“That was your wife on the phone, Mr. Vanderwhile. She asked me to remind you of your appointment in the morning; and to alert you that your driver is waiting outside.”
Though most of the customers in the bar had never met Mrs. Vanderwhile, she was known to be as unflappable as Arkady, as attentive as Audrius, and as aware of whereabouts as Vasily—when it came to drawing Mr. Vanderwhile’s evenings to a close.
“Ah, yes,” conceded Mr. Vanderwhile.
Agreeing that duty comes first, the Count and Mr. Vanderwhile shook hands and wished each other well till next they met.
When Richard left, the Count looked once around the room to see if there was anyone he knew, and was pleased to discover that the young architect from the Piazza was at a table in the corner, bent over his sketchbook, presumably rendering the bar.
He too, thought the Count, is one of the moths of Manchester.
When the Count was nine years old, his father had sat him down in order to explain Darwin’s theory of natural selection. As the Count listened, the essence of the Englishman’s idea seemed perfectly intuitive—that over tens of thousands of years a species would slowly evolve in order to maximize its chances of survival. After all, if the claws of the lion grow sharper, the gazelle had best grow more fleet of foot. But what had disconcerted the Count was when his father clarified that natural selection didn’t need tens of thousands of years to take place. It didn’t even need a hundred. It had been observed unfolding over the course of a few decades.

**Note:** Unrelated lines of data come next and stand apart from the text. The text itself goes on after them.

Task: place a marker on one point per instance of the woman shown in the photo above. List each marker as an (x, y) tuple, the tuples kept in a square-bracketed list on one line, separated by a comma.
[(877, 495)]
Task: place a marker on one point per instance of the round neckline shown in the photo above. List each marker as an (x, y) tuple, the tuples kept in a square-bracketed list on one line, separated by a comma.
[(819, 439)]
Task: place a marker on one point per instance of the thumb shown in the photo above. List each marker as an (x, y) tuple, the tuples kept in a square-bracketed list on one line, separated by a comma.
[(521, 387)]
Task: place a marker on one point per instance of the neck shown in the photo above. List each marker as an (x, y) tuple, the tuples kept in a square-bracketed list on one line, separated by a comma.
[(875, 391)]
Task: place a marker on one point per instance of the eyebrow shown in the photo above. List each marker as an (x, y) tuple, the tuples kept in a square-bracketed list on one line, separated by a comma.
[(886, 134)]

It was true, his father said, that in a relatively static environment the pace of evolution should decelerate, as individual species have little new to adapt to. But environments are never static for long. The forces of nature inevitably unleash themselves in such a manner that the necessity for adaptation will be stirred. An extended drought, an unusually cold winter, a volcanic eruption, any one of these could alter the balance between those traits that improve a species’ chance for survival and those that hinder it. In essence, this is what had occurred in Manchester, England, in the nineteenth century, when the city became one of the first capitals of the industrial revolution.

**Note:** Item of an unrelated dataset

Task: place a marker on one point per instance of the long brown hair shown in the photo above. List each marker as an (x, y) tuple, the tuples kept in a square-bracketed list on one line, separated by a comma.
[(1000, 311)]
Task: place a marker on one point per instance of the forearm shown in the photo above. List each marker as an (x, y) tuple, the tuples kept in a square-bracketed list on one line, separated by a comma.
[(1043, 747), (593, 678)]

For thousands of years, the peppered moths of Manchester had white wings with black flecking. This coloring provided the species with perfect camouflage whenever they landed on the light gray bark of the region’s trees. In any generation there might be a few aberrations—such as moths with pitch-black wings—but they were snapped off the trees by the birds before they had a chance to mate.
But when Manchester became crowded with factories in the early 1800s, the soot from the smokestacks began to settle on every conceivable surface, including the bark of the trees; and the lightly speckled wings that had served to protect the majority of peppered moths suddenly exposed them remorselessly to their predators—even as the darker wings of the aberrations rendered them invisible. Thus, the pitch-black varieties that had represented less than 10 percent of the Manchester moth population in 1800, represented over 90 percent by the end of the century. Or so explained the Count’s father, with the pragmatic satisfaction of the scientifically minded.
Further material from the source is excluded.